Les hantavirus sont une famille de virus encore peu connus du grand public, mais qui suscitent une vigilance particulière dans le domaine de la santé. Présents sur plusieurs continents, ils sont responsables d’infections humaines parfois graves, pouvant évoluer rapidement vers des complications respiratoires ou rénales.
Ces virus sont dits « zoonotiques », c’est-à-dire qu’ils se transmettent de l’animal à l’être humain. Leur principal réservoir est constitué de rongeurs sauvages — notamment certaines espèces de souris et de rats qui peuvent porter le virus sans être eux-mêmes malades. Ils excrètent le virus dans leur environnement à travers l’urine, la salive et les excréments. L’être humain se contamine généralement de manière indirecte, en inhalant des particules contaminées présentes dans la poussière, en particulier dans des espaces fermés ou mal ventilés.
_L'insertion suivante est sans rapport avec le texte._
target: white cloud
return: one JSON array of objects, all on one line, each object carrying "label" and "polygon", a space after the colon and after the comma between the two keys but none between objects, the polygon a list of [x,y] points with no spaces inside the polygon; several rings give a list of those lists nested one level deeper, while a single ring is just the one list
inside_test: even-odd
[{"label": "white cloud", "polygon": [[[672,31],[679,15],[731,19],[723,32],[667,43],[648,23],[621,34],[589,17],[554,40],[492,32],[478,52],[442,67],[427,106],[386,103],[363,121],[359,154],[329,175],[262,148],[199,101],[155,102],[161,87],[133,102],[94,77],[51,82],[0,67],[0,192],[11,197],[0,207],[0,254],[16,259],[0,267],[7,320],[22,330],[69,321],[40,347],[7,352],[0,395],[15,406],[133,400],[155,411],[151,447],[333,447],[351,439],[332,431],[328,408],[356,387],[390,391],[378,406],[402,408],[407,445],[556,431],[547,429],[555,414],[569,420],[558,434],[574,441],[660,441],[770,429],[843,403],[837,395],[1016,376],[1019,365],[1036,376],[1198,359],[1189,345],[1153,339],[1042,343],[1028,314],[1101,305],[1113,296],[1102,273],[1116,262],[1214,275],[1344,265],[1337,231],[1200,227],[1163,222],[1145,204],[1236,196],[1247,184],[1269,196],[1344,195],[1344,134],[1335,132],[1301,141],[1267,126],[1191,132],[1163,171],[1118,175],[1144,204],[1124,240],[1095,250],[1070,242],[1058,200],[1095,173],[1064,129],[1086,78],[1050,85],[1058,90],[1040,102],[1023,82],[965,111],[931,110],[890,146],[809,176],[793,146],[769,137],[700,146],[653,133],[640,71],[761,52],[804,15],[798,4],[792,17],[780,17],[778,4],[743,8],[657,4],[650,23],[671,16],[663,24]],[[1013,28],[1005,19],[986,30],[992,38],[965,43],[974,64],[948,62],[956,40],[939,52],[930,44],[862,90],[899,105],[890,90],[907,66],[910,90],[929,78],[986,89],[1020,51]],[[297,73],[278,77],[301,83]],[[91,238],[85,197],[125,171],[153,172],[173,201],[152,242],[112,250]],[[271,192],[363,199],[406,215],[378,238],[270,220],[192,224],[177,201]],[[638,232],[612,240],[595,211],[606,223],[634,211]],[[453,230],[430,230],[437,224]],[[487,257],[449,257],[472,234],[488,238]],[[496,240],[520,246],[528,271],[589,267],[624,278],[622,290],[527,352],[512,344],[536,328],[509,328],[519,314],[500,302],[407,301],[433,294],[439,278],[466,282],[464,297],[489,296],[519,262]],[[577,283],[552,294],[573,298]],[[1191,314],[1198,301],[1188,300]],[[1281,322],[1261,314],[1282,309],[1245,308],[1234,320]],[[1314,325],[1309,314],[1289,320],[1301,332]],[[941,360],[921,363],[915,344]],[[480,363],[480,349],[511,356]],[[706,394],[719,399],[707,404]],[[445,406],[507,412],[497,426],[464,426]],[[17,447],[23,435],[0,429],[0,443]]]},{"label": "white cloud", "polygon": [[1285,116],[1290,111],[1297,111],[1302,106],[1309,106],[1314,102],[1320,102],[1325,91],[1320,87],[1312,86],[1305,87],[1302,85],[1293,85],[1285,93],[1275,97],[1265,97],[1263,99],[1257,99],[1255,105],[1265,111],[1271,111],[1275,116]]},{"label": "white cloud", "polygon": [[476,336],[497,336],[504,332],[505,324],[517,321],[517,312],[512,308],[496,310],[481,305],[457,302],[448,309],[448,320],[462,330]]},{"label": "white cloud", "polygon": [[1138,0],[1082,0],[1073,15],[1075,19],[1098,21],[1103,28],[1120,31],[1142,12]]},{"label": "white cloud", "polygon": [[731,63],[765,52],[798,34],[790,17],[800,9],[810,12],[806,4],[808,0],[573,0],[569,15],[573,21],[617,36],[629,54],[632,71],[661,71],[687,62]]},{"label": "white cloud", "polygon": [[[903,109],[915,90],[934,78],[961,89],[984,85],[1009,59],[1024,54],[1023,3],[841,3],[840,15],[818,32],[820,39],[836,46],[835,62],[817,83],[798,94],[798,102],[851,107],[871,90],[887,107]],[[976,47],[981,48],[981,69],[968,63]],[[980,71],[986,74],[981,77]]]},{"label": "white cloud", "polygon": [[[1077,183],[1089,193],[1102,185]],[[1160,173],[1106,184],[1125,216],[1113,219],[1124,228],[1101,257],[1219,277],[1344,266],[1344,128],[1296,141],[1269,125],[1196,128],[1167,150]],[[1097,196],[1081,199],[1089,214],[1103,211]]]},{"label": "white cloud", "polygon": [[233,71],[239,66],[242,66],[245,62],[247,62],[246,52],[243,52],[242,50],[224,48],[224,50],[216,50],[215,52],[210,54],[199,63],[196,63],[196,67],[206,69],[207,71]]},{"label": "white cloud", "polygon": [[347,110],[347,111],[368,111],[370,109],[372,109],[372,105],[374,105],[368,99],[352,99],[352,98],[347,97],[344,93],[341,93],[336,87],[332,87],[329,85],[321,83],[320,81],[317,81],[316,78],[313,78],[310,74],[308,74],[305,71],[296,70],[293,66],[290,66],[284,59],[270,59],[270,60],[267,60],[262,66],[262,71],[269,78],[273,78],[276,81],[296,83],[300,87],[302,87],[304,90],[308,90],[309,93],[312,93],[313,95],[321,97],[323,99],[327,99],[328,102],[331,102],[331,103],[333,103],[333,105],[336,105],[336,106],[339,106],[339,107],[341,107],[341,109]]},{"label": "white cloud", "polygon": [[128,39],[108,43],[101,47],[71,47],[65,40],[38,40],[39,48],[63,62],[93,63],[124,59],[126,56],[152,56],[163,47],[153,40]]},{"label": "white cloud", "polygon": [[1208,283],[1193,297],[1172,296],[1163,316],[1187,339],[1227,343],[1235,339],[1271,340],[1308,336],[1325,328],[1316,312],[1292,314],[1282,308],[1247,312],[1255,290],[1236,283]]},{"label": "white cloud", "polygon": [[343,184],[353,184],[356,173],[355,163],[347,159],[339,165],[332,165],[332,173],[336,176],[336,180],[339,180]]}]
Dans la majorité des cas, les hantavirus ne se transmettent pas d’une personne à une autre. Toutefois, une exception existe avec la souche dite virus des Andes, identifiée en Amérique du Sud, qui a déjà montré une capacité rare de transmission interhumaine. Cette particularité reste limitée et ne représente pas le mode de propagation habituel du virus.
Les infections à hantavirus peuvent se manifester de différentes façons selon la souche en cause. Elles débutent souvent par des symptômes proches de ceux de la grippe : fièvre, fatigue, douleurs musculaires et maux de tête. Dans certains cas, l’état peut rapidement s’aggraver. Sur le continent américain, le virus peut provoquer un syndrome pulmonaire sévère avec détresse respiratoire aiguë. En Europe et en Asie, il est plus souvent associé à une fièvre hémorragique avec atteinte rénale.
Certaines formes peuvent évoluer vers des complications graves nécessitant une prise en charge en urgence, notamment une insuffisance respiratoire ou des troubles rénaux importants. Le taux de mortalité varie selon les souches, mais peut atteindre des niveaux élevés dans les cas les plus sévères.
À ce jour, il n’existe pas de traitement antiviral spécifique largement disponible contre les hantavirus. La prise en charge repose essentiellement sur des soins de soutien, incluant l’assistance respiratoire et une surveillance médicale étroite. Il n’existe pas non plus de vaccin accessible à grande échelle.
Face à ces virus, la prévention reste essentielle. Elle repose principalement sur l’évitement des contacts avec les rongeurs et leurs déjections, ainsi que sur des mesures d’hygiène dans les environnements à risque, notamment la ventilation des espaces fermés et la limitation de l’exposition à la poussière. Même rares, les infections à hantavirus rappellent l’importance de la vigilance face aux maladies d’origine animale.